As with many successful entrepreneurs, Blakely's success story begins with a failure. Ever since she could remember, she wanted to follow in her father's footsteps and become a lawyer. But when it came time to take a legal exam, he was cut short. The second time, he took intensive classes, read day and night, but was cut again.

To manage this failure, she thought of getting a job at the "happiest place on earth", Disney World. Her goal was to audition for the role of Goofy, but even there, a disappointment awaited her. When she auditioned for the position, she was told she was too short to wear Goofy's suit.

So, after a while, the job at Disney World tired her out. She decided to return to her paternal home and live with her mother. Without a clear picture of what she wants to do with her life, she got a job at a door-to-door fax company. "It was one of those places where all you needed to do to get hired was to have a pulse. On my first day at work, they gave me a phone book and said, 'These are your zip codes. "Now go out there and sell," he recalls.

"Most of them closed the door on my face. "At least once a week, someone tore my business card in front of me and sometimes, they called the police to get me out of the building," he says.

But very soon, he developed immunity to the word "no". Sometimes, in fact, she saw her condition as amusing.

"While selling faxes, I spent a lot of my free time trying to think about what I really wanted out of my life and what my strengths were. I knew I was good at sales and that I finally wanted to work for myself. I thought that instead of faxing, I would like to sell something that I would have created myself and for which I would have a real interest ".

Until one day, the idea that would make her a billionaire came so simply. "Hoping to look better in skinny white pants, I cut my legs off a pair of tights and put them on. "This allowed me to have the advantage of tights that made me look slimmer, but at the same time, to have my legs bare, to wear my nice sandals", he describes. "The moment I saw how beautiful my buttocks looked, I thought, 'Thank you, my God, this is my chance,'" he recalls.

This is how Spanx was born, from Blakely's idea to create tight-fitting underwear that is thin, comfortable and invisible under clothes.

With the $ 5,000 she had raised from her job, she founded her brand in 2000. Twelve years later, her company had an annual turnover of $ 250 million and Wall Street valued Spanx at $ 1 billion. At 41, Blakely became the youngest self-made woman on the Forbes list of billionaires in 2012 and appeared on the cover of the magazine.

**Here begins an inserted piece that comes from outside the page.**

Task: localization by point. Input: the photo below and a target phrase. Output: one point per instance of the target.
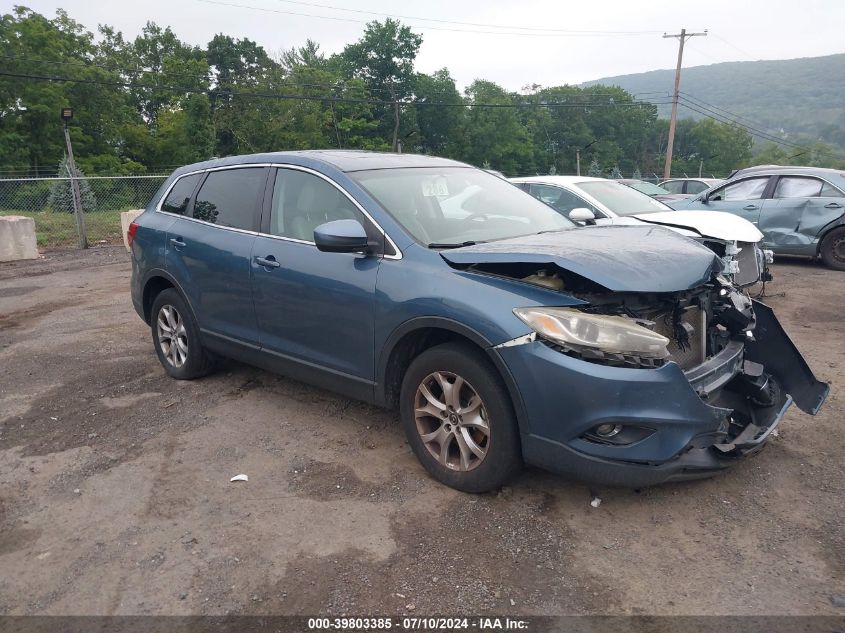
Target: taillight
(130, 233)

But competition erupted in the following years. Even Kim Kardashian entered this market, founding Skims, which is valued at $ 1.6 billion.

During the pandemic, when most people spent their time on the couch at home wearing overalls, sales in this category sank. And in the summer, Forbes estimated Spanx alone at $ 540 million.

Now, Blackstone is betting that demand for its products will increase and is valuing Spanx at $ 1.2 billion. According to Forbes, Sarah Blakely has a fortune of $ 1.2 billion.